The post made me think back to my time as a toymaker, and the dark lessons of marketing. Like little moths to a meretricious flame, children are drawn in by things that they think of as being adult (which is why Barbie has had such a glorious run). Toymakers (toymakers who make money—so not me!) know this and exploit it. What ends up happening then is a sort of arms race where manufacturers try to create toys which are shinier, curvier, brighter, and more artfully stylized. Designers who are lazy and manipulative also try to incorporate adult-seeming things like make-up, coquettish fashion, and cell phones. This can result in atrocities like the “Bratz” (a line of child figurines which look like they have been turned out by a human trafficker), but it has strange results when applied over time to more conventional toys.

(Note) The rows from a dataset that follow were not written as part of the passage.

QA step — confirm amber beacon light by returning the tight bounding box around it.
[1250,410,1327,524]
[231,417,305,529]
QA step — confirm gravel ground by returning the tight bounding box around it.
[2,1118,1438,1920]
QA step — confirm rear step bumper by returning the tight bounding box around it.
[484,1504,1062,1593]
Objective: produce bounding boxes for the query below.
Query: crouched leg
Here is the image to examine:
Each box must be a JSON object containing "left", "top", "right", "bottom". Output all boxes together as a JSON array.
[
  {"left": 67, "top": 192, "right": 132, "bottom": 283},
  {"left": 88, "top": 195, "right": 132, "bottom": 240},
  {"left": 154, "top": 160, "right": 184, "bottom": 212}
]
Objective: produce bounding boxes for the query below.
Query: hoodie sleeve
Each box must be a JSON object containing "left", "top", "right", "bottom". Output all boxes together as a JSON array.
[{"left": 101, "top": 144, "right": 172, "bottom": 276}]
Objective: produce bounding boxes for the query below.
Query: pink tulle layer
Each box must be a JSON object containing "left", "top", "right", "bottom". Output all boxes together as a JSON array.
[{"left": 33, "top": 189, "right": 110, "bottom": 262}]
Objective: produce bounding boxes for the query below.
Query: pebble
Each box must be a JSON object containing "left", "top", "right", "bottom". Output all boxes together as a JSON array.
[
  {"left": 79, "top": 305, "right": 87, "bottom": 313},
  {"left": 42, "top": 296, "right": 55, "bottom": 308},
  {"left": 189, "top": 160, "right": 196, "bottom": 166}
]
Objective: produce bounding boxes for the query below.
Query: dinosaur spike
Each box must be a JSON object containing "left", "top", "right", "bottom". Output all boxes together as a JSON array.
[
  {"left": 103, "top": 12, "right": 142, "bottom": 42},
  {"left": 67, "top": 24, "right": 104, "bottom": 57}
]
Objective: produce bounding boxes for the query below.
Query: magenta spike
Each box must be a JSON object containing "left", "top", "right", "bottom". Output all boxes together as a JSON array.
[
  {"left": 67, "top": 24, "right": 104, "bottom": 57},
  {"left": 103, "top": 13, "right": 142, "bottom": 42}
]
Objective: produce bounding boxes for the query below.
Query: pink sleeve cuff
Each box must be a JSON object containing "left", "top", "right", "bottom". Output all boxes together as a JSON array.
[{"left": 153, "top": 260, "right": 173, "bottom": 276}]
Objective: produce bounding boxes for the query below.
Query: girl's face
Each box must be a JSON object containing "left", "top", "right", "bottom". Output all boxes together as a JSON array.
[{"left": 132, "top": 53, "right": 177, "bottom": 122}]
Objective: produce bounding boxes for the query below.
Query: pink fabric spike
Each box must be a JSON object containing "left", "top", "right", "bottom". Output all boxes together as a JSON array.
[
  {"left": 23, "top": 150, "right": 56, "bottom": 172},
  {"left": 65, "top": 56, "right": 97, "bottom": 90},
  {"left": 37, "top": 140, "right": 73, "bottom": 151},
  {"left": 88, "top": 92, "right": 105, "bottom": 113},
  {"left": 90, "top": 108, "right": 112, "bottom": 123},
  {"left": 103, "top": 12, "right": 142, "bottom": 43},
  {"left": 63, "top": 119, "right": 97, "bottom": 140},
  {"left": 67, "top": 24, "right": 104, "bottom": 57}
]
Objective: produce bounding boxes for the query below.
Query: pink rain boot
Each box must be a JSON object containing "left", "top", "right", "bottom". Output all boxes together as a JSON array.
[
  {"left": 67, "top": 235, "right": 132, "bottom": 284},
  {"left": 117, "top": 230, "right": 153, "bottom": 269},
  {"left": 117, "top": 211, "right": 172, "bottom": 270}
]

The same friend who linked to the “Tree Change Dolls” once brought out her old 80s “My Little Pony” toys in order to compare them with the reboots being sold to her daughter. Naturally the 80s ponies were already heavily stylized with big soulful human eyes, bell-bottom legs, and bright pink bodies, but they at least had pudgy/stocky bodies, equine faces, and a sort of childishness to them. The next generation of “My Little Pony” toys (which you can buy in a big box store right now) had somehow evolved pixie faces which an unknowing viewer would be hard-pressed to think of as horse-like. They had slender humanized bodies which made it look like they were working out in a Hollywood gym. The mane–which was already luxurious in the original toy–had grown beyond all measure into an entity bigger than the horse!
Something about this reminds me of birds of paradise or Irish elk. These animals compete(d) for attention by means of more and more elaborate display features (for the Irish elk it was gigantic antlers, for the birds it was increasingly gaudy feathers). It all works as long as the environment stays the same and there are no new predators, but if something changes, the exaggerated and affected appearance of these magnificent lifeforms can spell their doom (just ask the elk).
I am not Cato the Censor here to say that Irish elk, birds of paradise and showy imp ponies are bad (although I am saying that about Bratz—those things are nightmares). I am however saying that we are collectively making marketers (and other tastemakers…and even political leaders) act certain ways because of choices we don’t even know we are collectively making. I am highlighting this in toys because I used to make toys (and because they provide an extremely good example of marketing shenanigans), but the same trends are true across all sorts of disciplines and even in broader political, aesthetic, and philosophical realms.